Ehrliche Worte

Nachhaltige Mode: Wie wichtig ist Dir Fair Fashion?

Susanne Falleram 01.07.2016 um 20:47 Uhr

Nachhaltige Mode ist ein Thema, dass mittlerweile einen ziemlich hohen Stellenwert hat – oder zumindest haben sollte. Slow Fashion, Upcycling und Co. liegen definitiv im Trend, doch erreicht der Gedanke der Wichtigkeit von nachhaltig produzierter Kleidung eigentlich jeden? Auf der Berlin Fashion Week haben uns die Besucher und einige Stars verraten, wie wichtig ihnen Nachhaltigkeit bei Mode wirklich ist:

Wie dem Fast Food verfallen wir auch bestimmte alle hin und wieder der Fast Fashion. Das Konsumieren von Trend-Bekleidung, die fast täglich neu in die großen Modegeschäfte kommt, ist ja auch irgendwo verlockend. Doch mit Nachhaltigkeit hat das Ganze leider wenig zu tun. Massenproduktion, Niedriglöhne, unmenschliche Arbeitsbedingungen in den großen Fabriken, nur damit ein Großteil wieder weggeworfen wird, weil die Qualität nicht stimmt oder man einfach keine Lust mehr auf das eine oder andere, ausgefallene Teil hat.

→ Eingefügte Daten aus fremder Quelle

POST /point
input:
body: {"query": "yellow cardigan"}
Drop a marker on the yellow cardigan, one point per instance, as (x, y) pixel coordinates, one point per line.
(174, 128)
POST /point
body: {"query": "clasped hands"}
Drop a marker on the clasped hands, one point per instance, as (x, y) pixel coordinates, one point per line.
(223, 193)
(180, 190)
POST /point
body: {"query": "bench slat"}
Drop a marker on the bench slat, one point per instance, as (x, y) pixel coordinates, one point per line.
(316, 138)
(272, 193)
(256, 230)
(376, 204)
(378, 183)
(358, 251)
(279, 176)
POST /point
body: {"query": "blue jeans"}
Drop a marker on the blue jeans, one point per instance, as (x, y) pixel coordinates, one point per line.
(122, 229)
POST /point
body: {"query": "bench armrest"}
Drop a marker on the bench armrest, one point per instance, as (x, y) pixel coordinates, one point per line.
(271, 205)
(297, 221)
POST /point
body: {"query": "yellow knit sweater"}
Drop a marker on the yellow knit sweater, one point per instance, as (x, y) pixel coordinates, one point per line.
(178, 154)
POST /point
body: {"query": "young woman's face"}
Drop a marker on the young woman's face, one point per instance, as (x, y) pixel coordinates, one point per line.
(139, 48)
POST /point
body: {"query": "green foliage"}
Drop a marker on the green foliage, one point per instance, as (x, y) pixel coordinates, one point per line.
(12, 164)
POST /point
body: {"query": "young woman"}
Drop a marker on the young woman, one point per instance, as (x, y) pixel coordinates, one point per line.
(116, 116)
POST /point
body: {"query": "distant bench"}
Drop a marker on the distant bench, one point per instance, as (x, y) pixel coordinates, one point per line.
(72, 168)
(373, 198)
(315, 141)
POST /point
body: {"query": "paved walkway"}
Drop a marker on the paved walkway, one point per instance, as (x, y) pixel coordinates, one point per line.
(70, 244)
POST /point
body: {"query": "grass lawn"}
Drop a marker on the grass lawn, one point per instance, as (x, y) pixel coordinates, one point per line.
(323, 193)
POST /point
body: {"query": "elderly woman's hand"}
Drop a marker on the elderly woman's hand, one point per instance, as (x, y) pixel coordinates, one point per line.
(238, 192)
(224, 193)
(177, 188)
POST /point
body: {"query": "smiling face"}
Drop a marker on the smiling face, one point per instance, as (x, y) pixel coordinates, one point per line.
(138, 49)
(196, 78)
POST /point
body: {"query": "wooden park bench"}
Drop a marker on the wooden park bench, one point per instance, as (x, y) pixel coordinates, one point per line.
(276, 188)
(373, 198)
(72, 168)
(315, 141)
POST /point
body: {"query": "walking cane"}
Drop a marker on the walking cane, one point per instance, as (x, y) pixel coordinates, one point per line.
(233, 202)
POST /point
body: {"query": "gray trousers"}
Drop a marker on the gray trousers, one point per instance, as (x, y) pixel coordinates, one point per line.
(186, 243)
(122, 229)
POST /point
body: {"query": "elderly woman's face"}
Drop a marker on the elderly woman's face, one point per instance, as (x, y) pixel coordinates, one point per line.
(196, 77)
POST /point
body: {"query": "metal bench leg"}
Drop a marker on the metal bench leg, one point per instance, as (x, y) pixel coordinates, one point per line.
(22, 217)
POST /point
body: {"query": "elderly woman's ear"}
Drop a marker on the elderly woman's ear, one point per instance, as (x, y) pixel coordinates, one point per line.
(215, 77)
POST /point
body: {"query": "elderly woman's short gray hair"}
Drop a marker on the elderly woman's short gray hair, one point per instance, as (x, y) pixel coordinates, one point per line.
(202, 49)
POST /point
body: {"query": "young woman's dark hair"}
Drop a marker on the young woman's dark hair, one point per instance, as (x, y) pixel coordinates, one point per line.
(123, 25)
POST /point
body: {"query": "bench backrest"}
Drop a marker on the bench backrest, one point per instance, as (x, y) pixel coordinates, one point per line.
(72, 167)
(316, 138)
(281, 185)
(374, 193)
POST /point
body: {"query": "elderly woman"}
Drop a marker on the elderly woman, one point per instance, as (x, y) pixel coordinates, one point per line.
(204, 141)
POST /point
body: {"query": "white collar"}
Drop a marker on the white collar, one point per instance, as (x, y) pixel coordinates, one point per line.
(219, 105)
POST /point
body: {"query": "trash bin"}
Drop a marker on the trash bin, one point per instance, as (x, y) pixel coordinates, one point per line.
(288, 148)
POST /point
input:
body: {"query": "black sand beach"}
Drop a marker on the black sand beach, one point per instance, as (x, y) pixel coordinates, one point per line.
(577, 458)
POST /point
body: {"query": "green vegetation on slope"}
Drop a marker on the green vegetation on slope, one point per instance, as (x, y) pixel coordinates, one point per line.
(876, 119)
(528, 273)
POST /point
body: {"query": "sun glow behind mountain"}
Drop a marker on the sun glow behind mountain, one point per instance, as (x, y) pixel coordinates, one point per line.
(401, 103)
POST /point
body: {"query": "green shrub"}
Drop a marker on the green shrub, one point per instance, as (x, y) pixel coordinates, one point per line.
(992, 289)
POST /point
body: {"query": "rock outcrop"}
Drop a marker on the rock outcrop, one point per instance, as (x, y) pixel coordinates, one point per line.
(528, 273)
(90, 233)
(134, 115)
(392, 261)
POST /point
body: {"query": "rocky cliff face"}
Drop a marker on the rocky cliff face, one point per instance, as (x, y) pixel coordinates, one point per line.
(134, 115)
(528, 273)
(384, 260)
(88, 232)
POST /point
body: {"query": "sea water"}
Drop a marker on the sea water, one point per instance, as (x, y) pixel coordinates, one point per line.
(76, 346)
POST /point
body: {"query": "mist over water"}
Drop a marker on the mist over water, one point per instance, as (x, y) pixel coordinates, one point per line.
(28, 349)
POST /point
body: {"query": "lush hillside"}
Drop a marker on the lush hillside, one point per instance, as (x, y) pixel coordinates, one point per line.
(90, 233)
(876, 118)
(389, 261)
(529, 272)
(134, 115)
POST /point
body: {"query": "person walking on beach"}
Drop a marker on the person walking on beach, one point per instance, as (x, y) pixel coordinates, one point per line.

Faire Mode, die aus ökologisch angebauten Stoffen besteht und unter humanen Bedingungen produziert wurde, sollte entsprechend wichtig genommen werden. Aber wird sie das auch?

Nachhaltige Mode: Das sagen Besucher und Stars der Berlin Fashion Week

Wir wissen ja alle, wie die produziert werden

„Ich kaufe super viele Second-Hand-Sachen, weil diese Wegwerf-Fashion nicht mein Ding ist“, sagt Blogger Riccardo Simonetti.

Blogger-Kollegin Fatima Yarie schließt sich der Meinung an und spricht auch über ihre Vorbild-Funktion: „Es ist eine Aufgabe, die man als Blogger hat, dass man da drauf schaut. Ich selber würde keinen Pelz tragen.“

Model Marc Eggers bringt das große Problem von nachhaltiger Mode auf den Punkt: „Man weiß leider selber gar nicht, wo viele Sachen produziert werden. Man kann es gar nicht Eins zu Eins nachvollziehen. Es gibt gewisse Läden, die ich definitiv auch meide.“

Alle weiteren, spannenden Meinungen zum Thema nachhaltige, faire Mode siehst Du oben im Video.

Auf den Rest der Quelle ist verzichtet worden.